Typischer Blick in ein Schweizer Reisebüro: Kunden sind keine auszumachen. Bild: TN

«Unser Umsatz liegt bei 0,0»

Von wegen, «die Reisebranche erholt sich»: ein missverständlicher Medienartikel sorgt für rote Köpfe in den Reisebüros.

Böser Wille kann man dem Journalisten wohl nicht unterstellen. Nachdem sich dieser in der Reisebranche umgehört hat, bewies er aber bei der Titelwahl ein unglückliches Händchen – oder ein übereifriger Produzent ist da noch reingegrätscht. Doch der Reihe nach.

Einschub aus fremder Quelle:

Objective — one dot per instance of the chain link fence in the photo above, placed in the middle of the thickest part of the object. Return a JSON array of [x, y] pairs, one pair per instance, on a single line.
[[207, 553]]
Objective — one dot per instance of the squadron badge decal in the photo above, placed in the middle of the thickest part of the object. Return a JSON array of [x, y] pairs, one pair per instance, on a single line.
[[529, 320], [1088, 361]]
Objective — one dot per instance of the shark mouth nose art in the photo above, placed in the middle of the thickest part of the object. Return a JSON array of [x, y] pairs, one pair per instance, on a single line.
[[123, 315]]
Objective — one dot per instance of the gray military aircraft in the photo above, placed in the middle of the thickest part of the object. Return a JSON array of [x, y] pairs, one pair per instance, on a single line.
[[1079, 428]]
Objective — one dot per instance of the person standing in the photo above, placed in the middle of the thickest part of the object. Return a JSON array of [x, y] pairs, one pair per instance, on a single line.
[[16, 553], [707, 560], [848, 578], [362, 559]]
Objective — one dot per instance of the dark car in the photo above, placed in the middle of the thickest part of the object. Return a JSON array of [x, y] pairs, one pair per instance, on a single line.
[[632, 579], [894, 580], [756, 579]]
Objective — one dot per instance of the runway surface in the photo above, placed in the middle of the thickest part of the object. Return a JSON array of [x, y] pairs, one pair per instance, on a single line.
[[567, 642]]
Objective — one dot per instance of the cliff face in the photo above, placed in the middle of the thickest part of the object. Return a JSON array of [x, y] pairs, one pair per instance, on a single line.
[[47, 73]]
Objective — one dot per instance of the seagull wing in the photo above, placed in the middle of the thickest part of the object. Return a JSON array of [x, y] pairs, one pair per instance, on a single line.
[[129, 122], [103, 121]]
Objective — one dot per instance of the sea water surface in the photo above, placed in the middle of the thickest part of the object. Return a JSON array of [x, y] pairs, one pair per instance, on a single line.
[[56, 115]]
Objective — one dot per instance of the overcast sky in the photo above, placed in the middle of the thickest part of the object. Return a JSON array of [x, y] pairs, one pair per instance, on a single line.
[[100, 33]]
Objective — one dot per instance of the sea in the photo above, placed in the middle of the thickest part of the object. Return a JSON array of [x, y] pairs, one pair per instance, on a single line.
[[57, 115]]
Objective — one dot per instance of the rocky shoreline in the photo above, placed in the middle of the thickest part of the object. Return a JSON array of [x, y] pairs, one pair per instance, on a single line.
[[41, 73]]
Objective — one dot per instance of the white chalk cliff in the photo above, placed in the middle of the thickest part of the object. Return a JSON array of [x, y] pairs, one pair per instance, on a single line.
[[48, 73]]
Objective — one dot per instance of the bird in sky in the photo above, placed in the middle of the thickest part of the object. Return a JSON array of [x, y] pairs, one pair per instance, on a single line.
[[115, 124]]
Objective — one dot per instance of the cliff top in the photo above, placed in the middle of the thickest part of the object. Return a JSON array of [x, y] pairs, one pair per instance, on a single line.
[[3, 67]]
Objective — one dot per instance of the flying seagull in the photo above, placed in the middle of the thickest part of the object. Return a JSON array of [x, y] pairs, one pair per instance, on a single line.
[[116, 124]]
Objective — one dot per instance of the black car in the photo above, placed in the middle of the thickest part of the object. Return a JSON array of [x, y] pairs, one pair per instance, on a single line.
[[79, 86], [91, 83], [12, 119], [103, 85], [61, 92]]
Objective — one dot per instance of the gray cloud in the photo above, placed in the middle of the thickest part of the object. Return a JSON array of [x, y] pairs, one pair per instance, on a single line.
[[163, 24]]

Gestern titelte der Tages-Anzeiger: «Kunden gehen wieder ins Reisebüro». Beim Durchlesen des Artikels fällt auf, dass diese überraschende Konklusion einzig auf der Aussage der Veranstalter Kuoni, TUI und Hotelplan sowie des Schweizer Reise-Verbands basiert, dass das persönliche Beratungsgespräch im Vergleich zu einer Online-Buchung wieder wichtiger wird. Dass keine gähnende Leere in den Reisebüros mehr herrschen würde, davon kann aber nicht die Rede sein. Denn derzeit läuft in den Reisebüros praktisch nichts ausser vereinzelten Umbuchungs- oder Stornierungsanliegen.

«Die Rückkehr der Kunden» könne nun zum Problem der Reisebüros werden, heisst es weiter. Schliesslich beantragt die als Härtefall deklarierte Reisebranche zusätzliche Staatshilfe. Reisebüros, die in diesem Jahr mehr als 60 Prozent des durchschnittlichen Umsatzes der Jahre 2015 bis 2019 verlieren, könnten mit zusätzlichen Beiträgen unterstützt werden, so dieses Anliegen in Bern gutgeheissen wird. «Hinweise auf ein Geschäft, das wieder in die Gänge kommt, dürfte die Verhandlungsposition der Reiseveranstalter schwächen», heisst es im Artikel weiter.

«Nicht förderlich für unsere Arbeit in Bern»

Der Zorn bei Reisebüro-Inhabern, dass eine der führenden Schweizer Tageszeitungen eine solch missverständliche Message in den Raum stellt, ist nun jedenfalls gross. Schon im Artikel selber gibt Globetrotter-Group-CEO André Lüthi Gegensteuer: «Wir brauchen die Staatshilfen mehr denn je. Die Branche wird im laufenden Jahr einen Umsatzeinbruch von 80 Prozent und mehr verzeichnen.» In den sozialen Medien doppelt Lüthi nach: «Kunden gehen wieder ins Reisebüro? Welche Kunden? Bitte Vorsicht mit solchen Aussagen; sie sind nicht förderlich für unsere Arbeit in Bern.»

«Das ist einfach wahr! Es ist ein Herumdūmpeln für alle Reisebüros, Kunden wollen alle zuwarten», reagiert Jonas Sulzberger vom Reisebüro Sulzberger auf Lüthis Post. Und Reiseunternehmer Roland Zeller (Aktion Mayday) kann auch nur den Kopf schütteln: «Kunden gehen wieder ins Reisebüro? Woher kommt das jetzt? Falls dem so sein sollte, dann wohl nur, um die Herbstferien umzubuchen oder zu schauen, ob es das Reisebüro – das einem noch eine Rückerstattung schuldet – noch gibt.»

Als einen völligen Humbug bezeichnet ein weiterer Reisebüro-Inhaber den Artikel, Gerardo Ricigliano von ITM Travel: «Also bei uns ist der Umsatz momentan praktisch 0,00. Wahrscheinlich kommen die Kunden ins Reisebüro, um zu fragen, wann sie ihr Geld für die annullierte Reise zurückbekommen.»

Immerhin heisst es im letzten Satz des Artikels, «die Durststrecke ist noch lange nicht vorbei». Diese Aussage trifft die Realität präziser.